The use of outcome measures by occupational therapists, physical therapists and speech and language pathologists is at the very foundation of all three professions, which measure human functionality using tests and measures.
Types of Outcome Measures Used
These metrics fall into two categories: impairment measures and functionality measures. Impairment measures objectively capture data on clinically significant factors, such as strength (manual muscle testing), range of motion (goniometry), gait, cognition, sensation, reflexes and more. These measures may be thought of as the “vital signs” of human movement and functionality. Functional measures objectively quantify functionality (anything related to the human “movement” system), including whether a patient can ambulate and perform activities of daily living.
There is a strong relationship between impairment and functional measures, which is the basis for the therapist’s involvement. For example, we know that a person needs at least 120 degrees of knee flexion in order to go up and down stairs, and that there is a direct correlation between decreased strength (manual muscle strength measures) in the legs and an increased risk of falls.

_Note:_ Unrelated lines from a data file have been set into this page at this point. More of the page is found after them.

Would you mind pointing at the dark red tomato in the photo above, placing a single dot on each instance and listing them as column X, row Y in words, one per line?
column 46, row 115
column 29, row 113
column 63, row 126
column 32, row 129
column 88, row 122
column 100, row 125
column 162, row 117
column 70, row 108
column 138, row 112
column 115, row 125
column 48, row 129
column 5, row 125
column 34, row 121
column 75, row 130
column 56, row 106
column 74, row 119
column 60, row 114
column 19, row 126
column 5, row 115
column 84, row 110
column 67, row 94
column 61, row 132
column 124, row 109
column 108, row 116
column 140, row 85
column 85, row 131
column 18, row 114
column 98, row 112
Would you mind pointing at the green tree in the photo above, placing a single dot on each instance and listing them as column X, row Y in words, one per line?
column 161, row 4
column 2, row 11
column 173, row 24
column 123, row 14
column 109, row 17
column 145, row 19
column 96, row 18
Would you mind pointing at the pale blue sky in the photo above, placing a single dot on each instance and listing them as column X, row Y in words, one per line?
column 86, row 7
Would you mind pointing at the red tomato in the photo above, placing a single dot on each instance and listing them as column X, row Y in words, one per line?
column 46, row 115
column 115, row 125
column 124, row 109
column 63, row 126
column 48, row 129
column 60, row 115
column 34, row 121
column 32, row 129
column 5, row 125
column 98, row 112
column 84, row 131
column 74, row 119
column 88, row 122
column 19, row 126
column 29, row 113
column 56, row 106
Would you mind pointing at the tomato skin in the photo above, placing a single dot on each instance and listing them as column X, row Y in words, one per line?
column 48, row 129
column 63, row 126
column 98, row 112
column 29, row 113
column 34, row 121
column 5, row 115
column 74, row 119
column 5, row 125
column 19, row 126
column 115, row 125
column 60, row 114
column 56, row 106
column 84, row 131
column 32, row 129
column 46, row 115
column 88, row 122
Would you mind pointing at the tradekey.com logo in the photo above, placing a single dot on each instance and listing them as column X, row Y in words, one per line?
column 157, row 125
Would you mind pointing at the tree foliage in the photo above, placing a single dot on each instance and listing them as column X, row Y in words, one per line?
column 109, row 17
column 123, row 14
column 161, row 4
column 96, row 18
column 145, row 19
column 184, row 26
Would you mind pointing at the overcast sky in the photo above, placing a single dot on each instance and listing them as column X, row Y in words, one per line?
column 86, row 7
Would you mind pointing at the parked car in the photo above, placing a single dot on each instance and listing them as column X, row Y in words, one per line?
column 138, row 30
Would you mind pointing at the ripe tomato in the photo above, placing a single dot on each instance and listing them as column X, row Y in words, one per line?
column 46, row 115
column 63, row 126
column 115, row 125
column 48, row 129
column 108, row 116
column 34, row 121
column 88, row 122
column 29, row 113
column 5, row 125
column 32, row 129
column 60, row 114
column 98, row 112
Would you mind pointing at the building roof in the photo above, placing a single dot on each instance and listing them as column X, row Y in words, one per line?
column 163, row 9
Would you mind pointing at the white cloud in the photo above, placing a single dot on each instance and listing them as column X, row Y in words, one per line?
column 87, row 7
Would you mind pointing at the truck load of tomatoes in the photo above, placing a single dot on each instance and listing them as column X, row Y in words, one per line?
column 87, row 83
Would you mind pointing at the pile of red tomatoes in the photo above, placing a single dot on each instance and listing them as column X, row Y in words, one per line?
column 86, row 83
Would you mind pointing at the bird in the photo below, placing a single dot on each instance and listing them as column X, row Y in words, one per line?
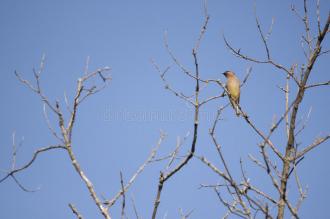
column 233, row 88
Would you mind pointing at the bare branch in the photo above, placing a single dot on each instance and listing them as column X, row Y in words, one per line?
column 35, row 155
column 123, row 194
column 75, row 211
column 316, row 143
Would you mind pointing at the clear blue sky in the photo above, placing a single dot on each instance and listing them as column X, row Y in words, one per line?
column 125, row 35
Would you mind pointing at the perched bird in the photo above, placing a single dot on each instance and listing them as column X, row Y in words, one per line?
column 233, row 88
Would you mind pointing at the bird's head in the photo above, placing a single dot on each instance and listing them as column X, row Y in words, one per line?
column 228, row 74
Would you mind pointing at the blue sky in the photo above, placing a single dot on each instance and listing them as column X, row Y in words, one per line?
column 125, row 35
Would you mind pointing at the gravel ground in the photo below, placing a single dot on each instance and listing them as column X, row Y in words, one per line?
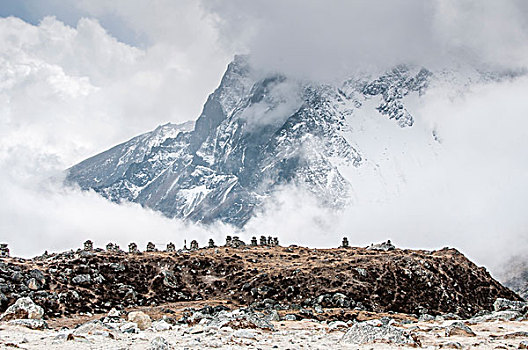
column 288, row 335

Some measures of functionality include tests administered by the therapist, while others are reported in patient surveys (called patient reported outcome measures or PROM). Research efforts to design valid and reliable therapist-administered tests, measures and PROM have increased dramatically, as a result of a shift toward patient-focused care and value-driven payment methodology. Medicare part B requires us to submit codes that identify patients’ baseline functional status, functional goal and final functional status at discharge with claims in order to receive payment for care.
Many believe that in the near future, payment will be based on whether or not there has been a measurable change in patients’ baseline functionality over time.
How Outcome Measures Are Used
These data are captured during the initial evaluation of the patient, where we use impairment tests and measures of functionality. These data help identify underlying causes of impaired functionality and become the basis for our treatment plans as well as establishing the baseline functional status of the patient.
A physical therapist who sees a patient with a history of increased falls might administer one of a number of valid and reliable tests to quantify risk. The “timed up and go” test is a reliable predictor of risk for falls that can be administered by the therapist. If the score is high, the therapist would take several different impairment measures to determine which are contributing most to increased risk. The parameters with the greatest deficit become the basis for establishing the patient’s treatment plan and are the baseline data we use to measure the patient’s progress.
We periodically reassess the patient against baseline measures to determine whether treatment has been effective. This facilitates our ability to adjust care based on changes and ensures that clinical documentation objectively reflects changes in patients’ functionality. While outcome measures are used to manage individual patients, increasingly, we can use these data in aggregate to support clinical improvement initiatives and clinical research.
One of our well-known clinical improvement initiatives, care of patients undergoing total knee replacement, established a standardized data set of outcomes and used them to compare the effect of changes in patient management, such as eliminating the use of continuous passive motion machines (CPM) post-operatively and increasing the frequency of physical therapy treatment.
Current Challenges and Future Vision
Our challenges lie in establishing a standardized set of outcome measures (for a specific diagnosis), gathering the data in a consistent and standardized way, and capturing it in a system that enables clinicians to effectively use it. Our colleagues across Partners have worked hard to identify hundreds of clinical impairment and functional outcome measures that have been “built” into the system. Another challenge is learning how to analyze data across time for an individual patient, or aggregating it for clinical improvement activities and research. In many ways, this is also our greatest opportunity because it will help us more accurately measure the effectiveness and value of our care.
We are now pursuing strategies that will facilitate our ability to capture PROM, either with iPads in our ambulatory clinics or by sending surveys to patients through Patient Gateway. In a value-driven health care system, capturing these data is the new imperative.